Once there, you will enjoy beautiful views of the palm-dotted highlands of the country, along with one praised coffee museum, chronicling the cultivation, sales, and history of the island’s major commerce.
Rolas Island: Sao Tome and Principe
Deteriorating in the Atlantic like the teardrop of Sao Tome, just a quick boat ride away from the south of the island, the dot on the map that is Rolas Island is famous for its sparkling white-sand beaches and paradisiacal veneer.
The sands are perpetually totally secluded, pouring down from the jungle-covered coast in a medley of boulder-speckled coves and long sections of sun-splashed ivory hues.
Trindade: Sao Tome and Principe
This small town sits high above the capital, atop the mounting ridges of the inland hills.
It is enclosed by the great swathes of coffee plantations and cacao growing fields (that make up the bigger Me-Zochi District.
However, it is the haunting and decrepit character of the old colonial illustrations that really strike visitors to the town – they stand like ghosts of a former age all along the pot-holed roads.
Boca de Inferno: Sao Tome and Principe
The inquisitive geological creations that jab out to meet the swells of the Atlantic on the eastern shore of Sao Tome find their summit with the strikingly named Boca de Inferno (that’s Hell’s Mouth in English). Visitors gather to this spot just a short drive south of the capital, to see as the salty whitecaps bang against the shore, and the currents draw water into an underground cave, all before they shoot sky-high like some marine geyser.

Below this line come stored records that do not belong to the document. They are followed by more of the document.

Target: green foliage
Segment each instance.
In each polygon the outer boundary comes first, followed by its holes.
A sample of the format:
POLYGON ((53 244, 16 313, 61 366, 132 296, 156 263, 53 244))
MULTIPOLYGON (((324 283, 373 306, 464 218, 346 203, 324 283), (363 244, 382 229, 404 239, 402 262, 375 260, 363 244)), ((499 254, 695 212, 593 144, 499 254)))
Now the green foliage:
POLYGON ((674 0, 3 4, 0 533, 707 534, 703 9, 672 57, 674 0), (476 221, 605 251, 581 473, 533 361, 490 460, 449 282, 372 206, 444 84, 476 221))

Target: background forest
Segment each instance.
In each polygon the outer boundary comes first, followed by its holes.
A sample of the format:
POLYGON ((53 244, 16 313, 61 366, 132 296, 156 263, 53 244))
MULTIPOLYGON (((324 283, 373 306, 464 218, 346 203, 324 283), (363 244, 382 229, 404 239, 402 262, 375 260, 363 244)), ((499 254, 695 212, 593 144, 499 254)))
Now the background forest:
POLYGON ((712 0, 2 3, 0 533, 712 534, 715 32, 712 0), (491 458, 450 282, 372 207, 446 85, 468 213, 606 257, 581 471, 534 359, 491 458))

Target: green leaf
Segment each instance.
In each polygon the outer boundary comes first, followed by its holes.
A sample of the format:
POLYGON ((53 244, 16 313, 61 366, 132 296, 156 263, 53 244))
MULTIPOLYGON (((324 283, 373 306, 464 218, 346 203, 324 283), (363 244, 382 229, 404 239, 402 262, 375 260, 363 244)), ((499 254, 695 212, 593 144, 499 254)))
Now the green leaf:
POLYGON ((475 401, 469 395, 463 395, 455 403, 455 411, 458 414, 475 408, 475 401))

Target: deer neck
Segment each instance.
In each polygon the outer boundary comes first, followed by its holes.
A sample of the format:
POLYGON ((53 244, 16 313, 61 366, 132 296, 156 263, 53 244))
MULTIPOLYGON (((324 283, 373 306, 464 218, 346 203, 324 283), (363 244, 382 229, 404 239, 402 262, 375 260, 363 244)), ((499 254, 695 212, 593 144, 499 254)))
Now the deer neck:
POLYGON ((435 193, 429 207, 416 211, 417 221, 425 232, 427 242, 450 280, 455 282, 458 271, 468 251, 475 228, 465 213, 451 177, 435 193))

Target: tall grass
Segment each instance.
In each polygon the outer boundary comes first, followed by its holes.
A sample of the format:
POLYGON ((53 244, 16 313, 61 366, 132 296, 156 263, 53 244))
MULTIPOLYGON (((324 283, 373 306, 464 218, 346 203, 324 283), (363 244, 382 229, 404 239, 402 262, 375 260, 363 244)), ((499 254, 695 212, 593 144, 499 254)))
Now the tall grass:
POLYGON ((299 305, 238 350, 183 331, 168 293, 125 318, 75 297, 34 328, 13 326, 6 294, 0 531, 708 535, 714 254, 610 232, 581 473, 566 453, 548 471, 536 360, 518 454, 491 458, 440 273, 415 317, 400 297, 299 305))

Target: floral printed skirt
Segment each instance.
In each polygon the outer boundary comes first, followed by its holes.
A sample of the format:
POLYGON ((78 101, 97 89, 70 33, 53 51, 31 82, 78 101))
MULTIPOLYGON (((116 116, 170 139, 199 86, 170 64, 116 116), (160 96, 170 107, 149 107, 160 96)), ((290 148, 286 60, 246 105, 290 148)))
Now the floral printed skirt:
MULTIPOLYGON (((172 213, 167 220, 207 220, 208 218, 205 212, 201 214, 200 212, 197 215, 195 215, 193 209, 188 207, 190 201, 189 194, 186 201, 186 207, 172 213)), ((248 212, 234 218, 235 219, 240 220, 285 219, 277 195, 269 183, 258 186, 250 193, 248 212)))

Jale Beach: Sao Tome and Principe
For folk who flock to Sao Tome to see the rare marvel of turtles clambering over the beaches and laying their eggs, there is perhaps no better place than the arc of golden sand that is Jale Beach.
Curving its way around the curves of the southern coast, this bay is one of the top places to spot rare sea turtles during the breeding season.
Santo Amaro: Sao Tome and Principe
Santo Amaro is slowly becoming adjoined with the growing suburbs of the capital at Sao Tome city, which sits just a little to the south-east. However, for now it remains separate; bathed in sleepy, lethargic vibes, and ticking over to a slow, island rhythm.
The center itself has just a bit of low-rise homes and tiny squares. There is the occasional ad hoc café, along with a charming church to see. What is more, Santo Amaro has easy access to the nearby area of Bela Vista – a part of the capital – and the runways of the archipelago’s only international airport.